The earliest records are called proprietors’ records. After the proprietors sold their lands, the town clerk was the principal local record keeper. Town records generally begin with the founding of a town and are kept to the present.
Town records may contain records of births, marriages, burials, cemeteries, appointments, earmarks, estrays (records of stray animals), freemen’s oaths (men eligible to vote), land records, mortgages, name changes, care of the poor, school records, surveys, tax lists, town meeting minutes, voter registrations, and warnings out (of town). Birth, marriage, and death information found in town records is described further in the “Vital Records” section of this outline.
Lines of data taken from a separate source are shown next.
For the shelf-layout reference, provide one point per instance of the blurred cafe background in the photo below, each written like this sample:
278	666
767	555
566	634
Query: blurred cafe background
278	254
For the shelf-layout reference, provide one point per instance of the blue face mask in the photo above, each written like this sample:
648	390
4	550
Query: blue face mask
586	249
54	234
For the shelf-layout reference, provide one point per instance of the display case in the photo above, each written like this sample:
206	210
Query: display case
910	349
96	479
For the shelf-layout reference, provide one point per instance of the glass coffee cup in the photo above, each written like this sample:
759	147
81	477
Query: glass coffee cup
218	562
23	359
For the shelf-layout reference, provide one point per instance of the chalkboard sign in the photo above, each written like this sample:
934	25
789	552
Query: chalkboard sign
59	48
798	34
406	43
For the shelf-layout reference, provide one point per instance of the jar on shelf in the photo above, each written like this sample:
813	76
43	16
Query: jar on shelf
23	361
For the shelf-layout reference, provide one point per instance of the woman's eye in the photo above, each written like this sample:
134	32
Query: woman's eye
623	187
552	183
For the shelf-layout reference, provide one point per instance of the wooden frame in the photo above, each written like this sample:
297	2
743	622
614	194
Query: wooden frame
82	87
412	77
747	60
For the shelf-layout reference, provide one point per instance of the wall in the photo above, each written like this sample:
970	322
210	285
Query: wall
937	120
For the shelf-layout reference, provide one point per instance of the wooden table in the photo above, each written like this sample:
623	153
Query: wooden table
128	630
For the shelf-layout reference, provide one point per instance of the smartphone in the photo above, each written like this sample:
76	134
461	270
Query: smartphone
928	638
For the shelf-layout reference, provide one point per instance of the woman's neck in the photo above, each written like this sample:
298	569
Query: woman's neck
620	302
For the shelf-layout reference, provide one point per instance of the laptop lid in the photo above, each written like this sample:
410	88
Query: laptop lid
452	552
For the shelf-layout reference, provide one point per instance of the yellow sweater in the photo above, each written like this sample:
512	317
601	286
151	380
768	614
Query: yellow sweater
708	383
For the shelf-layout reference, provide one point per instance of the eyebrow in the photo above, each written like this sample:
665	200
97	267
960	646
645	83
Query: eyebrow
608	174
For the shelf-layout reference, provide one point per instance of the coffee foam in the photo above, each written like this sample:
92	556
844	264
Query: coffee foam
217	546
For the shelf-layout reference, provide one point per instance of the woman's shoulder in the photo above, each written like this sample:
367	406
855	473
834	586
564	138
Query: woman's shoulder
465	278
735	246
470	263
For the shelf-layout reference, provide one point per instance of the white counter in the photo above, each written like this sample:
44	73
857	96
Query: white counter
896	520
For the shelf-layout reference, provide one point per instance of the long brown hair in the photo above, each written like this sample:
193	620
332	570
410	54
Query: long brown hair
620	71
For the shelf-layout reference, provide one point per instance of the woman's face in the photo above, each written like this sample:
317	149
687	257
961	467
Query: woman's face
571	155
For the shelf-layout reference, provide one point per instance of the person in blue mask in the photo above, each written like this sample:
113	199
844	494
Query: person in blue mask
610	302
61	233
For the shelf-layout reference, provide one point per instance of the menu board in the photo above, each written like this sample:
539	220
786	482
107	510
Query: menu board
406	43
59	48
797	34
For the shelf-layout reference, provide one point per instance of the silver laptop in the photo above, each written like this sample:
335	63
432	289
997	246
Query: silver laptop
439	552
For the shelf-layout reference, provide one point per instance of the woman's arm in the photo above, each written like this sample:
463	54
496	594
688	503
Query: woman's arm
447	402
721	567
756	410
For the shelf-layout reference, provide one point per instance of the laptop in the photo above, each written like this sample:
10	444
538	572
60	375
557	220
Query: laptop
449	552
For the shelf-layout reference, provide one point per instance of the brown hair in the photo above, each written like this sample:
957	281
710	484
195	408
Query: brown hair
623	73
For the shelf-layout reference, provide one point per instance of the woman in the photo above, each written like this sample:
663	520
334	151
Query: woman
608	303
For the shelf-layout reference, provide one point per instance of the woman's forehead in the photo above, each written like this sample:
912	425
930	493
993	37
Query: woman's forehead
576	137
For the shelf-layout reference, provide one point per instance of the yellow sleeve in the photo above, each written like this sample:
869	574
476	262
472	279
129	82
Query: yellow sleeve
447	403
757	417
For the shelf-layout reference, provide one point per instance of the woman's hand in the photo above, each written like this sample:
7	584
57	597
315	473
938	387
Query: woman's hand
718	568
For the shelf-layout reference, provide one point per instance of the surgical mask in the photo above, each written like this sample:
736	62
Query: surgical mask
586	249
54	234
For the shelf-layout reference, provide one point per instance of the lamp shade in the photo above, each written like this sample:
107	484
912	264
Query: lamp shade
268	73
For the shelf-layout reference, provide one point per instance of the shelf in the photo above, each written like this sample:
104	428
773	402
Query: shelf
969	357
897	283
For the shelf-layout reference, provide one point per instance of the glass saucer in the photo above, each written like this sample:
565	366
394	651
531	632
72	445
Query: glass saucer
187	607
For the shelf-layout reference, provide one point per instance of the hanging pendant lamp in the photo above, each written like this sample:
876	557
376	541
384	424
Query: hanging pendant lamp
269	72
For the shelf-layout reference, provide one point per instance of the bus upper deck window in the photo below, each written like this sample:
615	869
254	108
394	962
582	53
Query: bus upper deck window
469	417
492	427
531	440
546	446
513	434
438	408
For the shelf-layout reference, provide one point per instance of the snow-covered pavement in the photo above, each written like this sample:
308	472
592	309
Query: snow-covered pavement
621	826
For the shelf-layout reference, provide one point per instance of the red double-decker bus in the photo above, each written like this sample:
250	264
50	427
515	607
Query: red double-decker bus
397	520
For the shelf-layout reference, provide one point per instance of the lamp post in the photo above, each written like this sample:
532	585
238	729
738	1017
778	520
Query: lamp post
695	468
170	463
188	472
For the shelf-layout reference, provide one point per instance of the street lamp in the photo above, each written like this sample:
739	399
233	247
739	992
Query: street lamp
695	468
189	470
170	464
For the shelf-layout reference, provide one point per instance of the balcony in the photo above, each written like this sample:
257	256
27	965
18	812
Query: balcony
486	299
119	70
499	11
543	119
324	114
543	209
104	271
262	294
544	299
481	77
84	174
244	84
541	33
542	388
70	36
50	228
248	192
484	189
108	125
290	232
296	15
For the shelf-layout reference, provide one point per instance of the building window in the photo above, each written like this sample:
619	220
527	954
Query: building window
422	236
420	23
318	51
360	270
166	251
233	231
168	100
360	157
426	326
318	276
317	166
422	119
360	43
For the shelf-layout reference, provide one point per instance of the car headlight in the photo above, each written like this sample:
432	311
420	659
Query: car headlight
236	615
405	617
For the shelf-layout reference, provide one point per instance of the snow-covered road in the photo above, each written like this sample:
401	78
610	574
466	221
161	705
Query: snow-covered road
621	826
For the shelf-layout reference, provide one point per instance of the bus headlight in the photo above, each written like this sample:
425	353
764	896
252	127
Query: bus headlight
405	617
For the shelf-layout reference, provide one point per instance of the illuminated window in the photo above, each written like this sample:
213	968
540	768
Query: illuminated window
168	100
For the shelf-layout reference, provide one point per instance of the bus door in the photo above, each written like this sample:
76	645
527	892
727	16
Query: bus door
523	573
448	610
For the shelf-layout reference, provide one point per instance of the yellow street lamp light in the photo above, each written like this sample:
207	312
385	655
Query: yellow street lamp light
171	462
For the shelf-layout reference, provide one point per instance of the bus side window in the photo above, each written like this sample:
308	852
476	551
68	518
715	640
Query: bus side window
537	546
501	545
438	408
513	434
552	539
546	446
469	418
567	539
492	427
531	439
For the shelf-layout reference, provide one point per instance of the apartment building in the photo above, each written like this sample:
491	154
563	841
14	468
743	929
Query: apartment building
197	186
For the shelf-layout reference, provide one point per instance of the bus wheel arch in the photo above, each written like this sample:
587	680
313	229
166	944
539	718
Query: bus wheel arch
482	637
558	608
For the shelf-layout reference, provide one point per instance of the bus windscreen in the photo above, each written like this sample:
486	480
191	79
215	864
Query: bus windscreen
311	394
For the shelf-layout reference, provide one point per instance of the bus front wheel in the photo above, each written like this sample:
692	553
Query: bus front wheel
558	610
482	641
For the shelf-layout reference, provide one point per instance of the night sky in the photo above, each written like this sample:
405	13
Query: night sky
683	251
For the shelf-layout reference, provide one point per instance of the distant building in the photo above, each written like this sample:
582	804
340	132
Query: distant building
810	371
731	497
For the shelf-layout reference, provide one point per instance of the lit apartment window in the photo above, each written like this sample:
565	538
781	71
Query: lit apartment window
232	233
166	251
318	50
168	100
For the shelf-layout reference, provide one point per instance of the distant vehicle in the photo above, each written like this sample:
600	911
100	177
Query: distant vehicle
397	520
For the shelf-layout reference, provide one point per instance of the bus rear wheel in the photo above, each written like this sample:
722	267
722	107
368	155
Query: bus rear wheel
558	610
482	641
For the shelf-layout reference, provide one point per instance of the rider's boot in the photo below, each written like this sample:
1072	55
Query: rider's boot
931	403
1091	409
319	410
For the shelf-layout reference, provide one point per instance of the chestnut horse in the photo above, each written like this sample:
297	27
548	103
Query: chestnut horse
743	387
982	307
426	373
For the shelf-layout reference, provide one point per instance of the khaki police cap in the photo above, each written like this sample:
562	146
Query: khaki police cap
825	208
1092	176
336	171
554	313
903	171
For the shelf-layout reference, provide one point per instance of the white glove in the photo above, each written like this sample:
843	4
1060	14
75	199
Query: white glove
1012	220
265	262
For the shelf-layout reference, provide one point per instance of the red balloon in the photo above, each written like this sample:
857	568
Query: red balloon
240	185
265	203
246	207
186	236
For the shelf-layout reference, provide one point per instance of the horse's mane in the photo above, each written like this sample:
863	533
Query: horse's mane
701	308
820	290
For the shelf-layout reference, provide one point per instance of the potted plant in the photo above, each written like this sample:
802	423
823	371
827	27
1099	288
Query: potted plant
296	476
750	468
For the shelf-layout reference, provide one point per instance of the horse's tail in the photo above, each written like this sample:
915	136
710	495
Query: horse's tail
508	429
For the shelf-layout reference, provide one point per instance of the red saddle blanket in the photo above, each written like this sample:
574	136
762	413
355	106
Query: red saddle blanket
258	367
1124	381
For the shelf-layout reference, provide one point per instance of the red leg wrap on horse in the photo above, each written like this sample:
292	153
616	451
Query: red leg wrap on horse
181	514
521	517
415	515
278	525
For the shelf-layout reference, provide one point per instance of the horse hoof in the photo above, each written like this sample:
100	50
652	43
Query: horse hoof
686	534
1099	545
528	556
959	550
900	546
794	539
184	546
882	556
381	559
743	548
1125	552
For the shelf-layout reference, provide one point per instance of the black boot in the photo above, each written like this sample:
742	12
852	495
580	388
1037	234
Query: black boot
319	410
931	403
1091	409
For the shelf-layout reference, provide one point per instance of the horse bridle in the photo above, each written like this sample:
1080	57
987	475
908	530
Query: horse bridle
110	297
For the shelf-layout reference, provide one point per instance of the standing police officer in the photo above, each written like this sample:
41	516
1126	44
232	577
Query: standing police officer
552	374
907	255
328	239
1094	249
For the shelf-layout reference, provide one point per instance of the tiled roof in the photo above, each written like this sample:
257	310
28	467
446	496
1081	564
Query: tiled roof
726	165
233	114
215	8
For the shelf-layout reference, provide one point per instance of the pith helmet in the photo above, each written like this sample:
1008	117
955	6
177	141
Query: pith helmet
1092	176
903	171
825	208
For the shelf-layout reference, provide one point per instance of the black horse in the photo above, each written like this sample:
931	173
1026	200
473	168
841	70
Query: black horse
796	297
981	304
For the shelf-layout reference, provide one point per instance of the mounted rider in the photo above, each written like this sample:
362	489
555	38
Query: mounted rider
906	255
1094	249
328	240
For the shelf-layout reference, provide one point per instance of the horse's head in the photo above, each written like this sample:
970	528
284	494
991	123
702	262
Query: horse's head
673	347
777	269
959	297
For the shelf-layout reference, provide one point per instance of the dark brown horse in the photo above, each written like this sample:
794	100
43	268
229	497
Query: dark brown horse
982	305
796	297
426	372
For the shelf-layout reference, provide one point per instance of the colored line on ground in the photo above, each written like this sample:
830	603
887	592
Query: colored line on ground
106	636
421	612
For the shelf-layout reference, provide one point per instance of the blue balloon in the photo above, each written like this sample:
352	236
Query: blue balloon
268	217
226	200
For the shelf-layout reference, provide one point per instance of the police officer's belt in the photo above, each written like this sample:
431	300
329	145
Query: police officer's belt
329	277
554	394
A unique section of the town records of northern New England are the records of warnings out. Warnings out permitted local authorities to issue warrants requiring newcomers to leave town. The town was responsible for all the inhabitants, and if a person or family moved into town who could not qualify as a desirable member of the town or show personal means of support, they could be warned out by a warrant from the town constable. Warnings out in Vermont can be found as early as 1768 and as late as 1818. The original records were kept by the town clerk of each town, but information and lists have been published. For more information, see:
Rollins, Alden M. Vermont Warnings Out. Two Volumes. Camden, Maine: Picton Press, 1995-97. (FHL book 974.3 N2r.) The records show the date the warning was given by the constable and the names of the family members involved. The book is arranged by county, then the dates are listed with the names of those for whom the warrant was issued. Volume 1 covers the northern counties, volume 2 covers the southern counties. There is an addendum in volume 2 for records recently found in the northern counties. Each volume is individually indexed.
Locating town records
Some town records can be found at the Vermont Public Records Division. They also have inventories of Vermont town records.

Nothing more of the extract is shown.